A source was of the view that while this letter pertains to 2005, in fact "the situation is far, far worse today as this indiscriminate access continued to be granted for almost 10 years, the gains of which went entirely to these foreign airlines."

This source cites just one instance to validate his point.

In 2017-2018 alone, Emirates carried 5.5 million passengers on its India network.

Over the past decade, it has carried 47.4 million passengers on it.

It further transported 253,000 tonnes of cargo on its network during the same period.

Had things been handled differently, a large proportion of this traffic may have accrued to Indian carriers, he says.

While the letter is silent on why this indiscriminate handing out of seats was happening, the Central Bureau of Investigation and ED investigations more recently have found that the quid pro quo was that these airlines handed out exclusive selling rights to Deepak Talwar, a friend and aide of Praful Patel.

The rights were granted to individuals and certain benami companies to sell their tickets in India, resulting in massive monetary gains for them.

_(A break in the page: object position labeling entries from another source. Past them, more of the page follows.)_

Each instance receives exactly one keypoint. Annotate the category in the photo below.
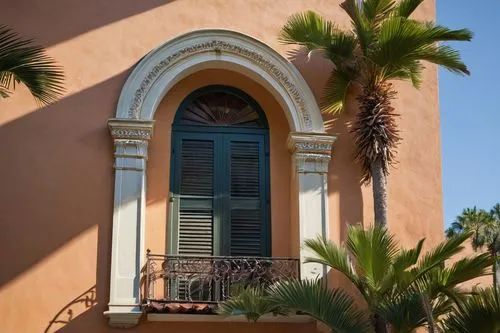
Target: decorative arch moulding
(132, 129)
(216, 48)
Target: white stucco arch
(132, 129)
(166, 65)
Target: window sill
(220, 319)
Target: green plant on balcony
(403, 289)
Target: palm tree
(23, 62)
(485, 230)
(383, 44)
(477, 314)
(401, 287)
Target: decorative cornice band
(311, 152)
(219, 46)
(131, 129)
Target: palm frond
(412, 70)
(335, 92)
(466, 269)
(374, 250)
(401, 41)
(442, 252)
(308, 29)
(407, 258)
(333, 307)
(374, 10)
(251, 302)
(360, 24)
(405, 313)
(442, 55)
(21, 61)
(329, 254)
(313, 32)
(478, 314)
(406, 7)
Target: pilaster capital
(311, 151)
(131, 138)
(131, 129)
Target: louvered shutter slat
(246, 198)
(196, 214)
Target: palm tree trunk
(379, 185)
(379, 324)
(496, 271)
(431, 326)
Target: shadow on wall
(57, 183)
(82, 303)
(57, 179)
(344, 174)
(99, 14)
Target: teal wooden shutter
(248, 201)
(221, 195)
(194, 196)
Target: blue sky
(470, 110)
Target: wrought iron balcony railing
(189, 279)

While some of these were granted to Talwar directly, some were granted to his son Aditya and to other benami entities, subsequent investigations have revealed.

According to senior Air India officials, the reckless handing out of both points of call and seat entitlements was one of the first things done by Patel after he took charge of the ministry, allegedly damaging the national carrier's ability to compete.

The CBI is further investigating the purchase of 68 Boeings for Air India and 43 Airbus for Indian Airlines in 2005-2006.

Again, the Indian Airlines CMD had sent a detailed letter raising concerns on this to the then Cabinet secretary.

The final nail in Air India's and Indian Airline's coffin, many believe, was the merger of the two carriers in 2007.

"The destruction of Air India and what it stood for solely rests on these three moves," said a source close to the developments at the time.

Furthermore, it is being argued that those in power at the time are responsible for the failure of India to develop its own airports as hubs while hubs developed in the region were based largely on Indian traffic.

To blame is this three pronged approach: Liberal grant of points of call, massive increases in seat entitlements and the government's limited period open sky policy.